Comment on Return to monkey then?
UnderpantsWeevil@lemmy.world 8 months agoMoney tends to be less painful than getting mauled by a predator trying to scavenge food
Easy to say when you’re ensconced in the imperial core. But I wouldn’t want to be living on the periphery. Humans are far crueler and more destructive than any natural predator. A jaguar won’t double-tap your house with a missile strike, to make sure it kills everyone inside and then any neighbors who rush in to help. An orca won’t spend six years running caricatures of you in a tabloid newspaper, in order to build up enough bigotry and fear against your neighborhood that there’s no push back when local politicians green light it for “slum clearance”. No chimpanzee ever worked at Abu Ghraib or Vladimir Prison.
What humans do for money is far worse than what any predator has ever done for a meal.
cm0002@lemmy.world 8 months ago
That’s because they’re not capable of doing those things, of the animals you listed, I could absolutely see them doing those things if they had the intelligence and capabilities to do so.
Especially Orcas, what you listed would be an easy day for them, they’re a bit of an asshole.
Most animals on this planet will do whatever it takes for their next meal that their capabilities will allow for because that’s the only way to survive in the wild.
UnderpantsWeevil@lemmy.world 8 months ago
If you reduce other species to aesthetics, sure.
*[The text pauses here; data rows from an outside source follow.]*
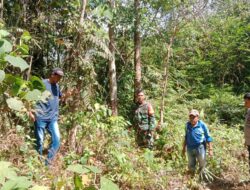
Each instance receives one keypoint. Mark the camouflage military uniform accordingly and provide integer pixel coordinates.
(145, 123)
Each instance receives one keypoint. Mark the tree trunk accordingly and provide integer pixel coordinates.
(165, 79)
(1, 9)
(112, 68)
(84, 3)
(137, 53)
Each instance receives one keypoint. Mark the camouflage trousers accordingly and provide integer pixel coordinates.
(145, 138)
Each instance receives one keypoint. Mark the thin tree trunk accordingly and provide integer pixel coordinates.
(165, 79)
(112, 68)
(1, 9)
(137, 44)
(84, 3)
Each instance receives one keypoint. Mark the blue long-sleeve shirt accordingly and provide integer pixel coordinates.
(196, 135)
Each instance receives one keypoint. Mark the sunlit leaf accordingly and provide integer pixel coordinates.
(6, 171)
(78, 182)
(33, 95)
(37, 83)
(94, 169)
(15, 104)
(107, 184)
(26, 36)
(2, 75)
(17, 183)
(37, 187)
(78, 169)
(4, 33)
(17, 62)
(5, 46)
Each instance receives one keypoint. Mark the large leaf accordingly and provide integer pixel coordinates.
(5, 46)
(37, 187)
(4, 33)
(93, 169)
(78, 182)
(107, 184)
(6, 171)
(33, 95)
(17, 62)
(2, 75)
(26, 36)
(77, 168)
(37, 83)
(15, 104)
(17, 183)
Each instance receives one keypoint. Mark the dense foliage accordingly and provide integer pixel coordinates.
(199, 49)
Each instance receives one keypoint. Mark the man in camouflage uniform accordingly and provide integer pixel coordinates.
(144, 121)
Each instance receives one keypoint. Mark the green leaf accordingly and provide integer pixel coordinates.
(17, 183)
(33, 95)
(90, 188)
(15, 104)
(4, 33)
(5, 46)
(107, 184)
(37, 187)
(24, 49)
(37, 83)
(17, 62)
(77, 168)
(6, 171)
(26, 36)
(149, 156)
(78, 182)
(93, 169)
(2, 75)
(108, 14)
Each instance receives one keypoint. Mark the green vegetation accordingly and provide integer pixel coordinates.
(207, 68)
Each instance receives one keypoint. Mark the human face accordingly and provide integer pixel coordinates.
(193, 119)
(140, 97)
(247, 103)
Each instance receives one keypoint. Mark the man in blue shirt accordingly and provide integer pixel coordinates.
(46, 115)
(196, 137)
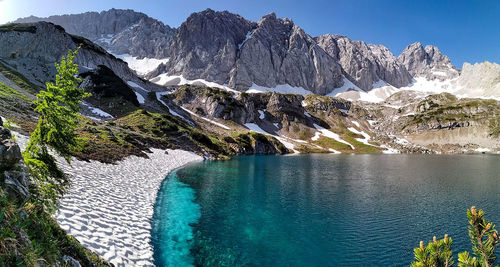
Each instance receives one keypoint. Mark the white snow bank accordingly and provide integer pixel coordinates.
(261, 114)
(108, 208)
(142, 66)
(366, 137)
(254, 127)
(133, 84)
(97, 111)
(348, 85)
(140, 98)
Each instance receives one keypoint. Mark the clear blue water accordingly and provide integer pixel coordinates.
(319, 210)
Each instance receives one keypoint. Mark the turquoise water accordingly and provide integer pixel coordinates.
(319, 210)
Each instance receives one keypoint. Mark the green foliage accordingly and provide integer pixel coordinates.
(7, 93)
(484, 239)
(58, 107)
(29, 235)
(437, 253)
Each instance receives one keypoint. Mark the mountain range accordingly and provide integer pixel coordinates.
(269, 54)
(222, 73)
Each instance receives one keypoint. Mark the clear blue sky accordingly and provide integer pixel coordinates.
(467, 31)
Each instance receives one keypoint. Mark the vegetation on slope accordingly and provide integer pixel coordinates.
(29, 236)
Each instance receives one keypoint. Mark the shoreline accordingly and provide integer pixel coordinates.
(109, 208)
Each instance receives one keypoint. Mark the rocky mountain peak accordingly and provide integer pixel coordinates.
(117, 30)
(427, 62)
(364, 64)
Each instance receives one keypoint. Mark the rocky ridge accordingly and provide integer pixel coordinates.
(120, 31)
(428, 62)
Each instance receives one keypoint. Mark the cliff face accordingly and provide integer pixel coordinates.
(14, 176)
(33, 48)
(428, 62)
(365, 64)
(120, 31)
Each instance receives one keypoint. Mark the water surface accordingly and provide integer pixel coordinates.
(319, 210)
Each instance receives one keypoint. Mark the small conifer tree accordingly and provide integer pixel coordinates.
(484, 239)
(58, 109)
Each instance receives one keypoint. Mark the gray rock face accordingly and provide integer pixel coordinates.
(13, 173)
(268, 53)
(120, 31)
(428, 62)
(279, 52)
(33, 48)
(365, 64)
(205, 46)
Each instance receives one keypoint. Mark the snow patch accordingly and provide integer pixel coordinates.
(365, 135)
(97, 111)
(159, 95)
(330, 134)
(164, 80)
(282, 89)
(142, 66)
(206, 119)
(348, 86)
(261, 114)
(256, 128)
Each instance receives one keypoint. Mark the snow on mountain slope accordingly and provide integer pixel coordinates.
(165, 80)
(282, 89)
(142, 66)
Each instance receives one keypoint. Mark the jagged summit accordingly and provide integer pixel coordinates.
(428, 62)
(365, 64)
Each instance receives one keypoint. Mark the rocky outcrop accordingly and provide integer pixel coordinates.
(14, 178)
(33, 48)
(278, 52)
(268, 53)
(480, 80)
(365, 64)
(102, 82)
(428, 62)
(206, 45)
(120, 31)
Big Orange Man ultimately behaves the same as Smaller Brunette Man. But there are a bunch of sociological elements you’re leaving on the table. Different species organize and interact with each other and their peers very differently. The Chimpanzees and Bonobos have night-and-day different social hierarchies and organizing principles, despite only minor variances in genetic traits.
But then what? We’ve long since solved the problem of the next meal. You don’t need to send a man to the moon looking for the next meal.
If anything, we’ve seriously lost sight of solving for “the next meal” on a long term scale, as we engage in the kind of industrial activity that degrades and collapses our arable biome.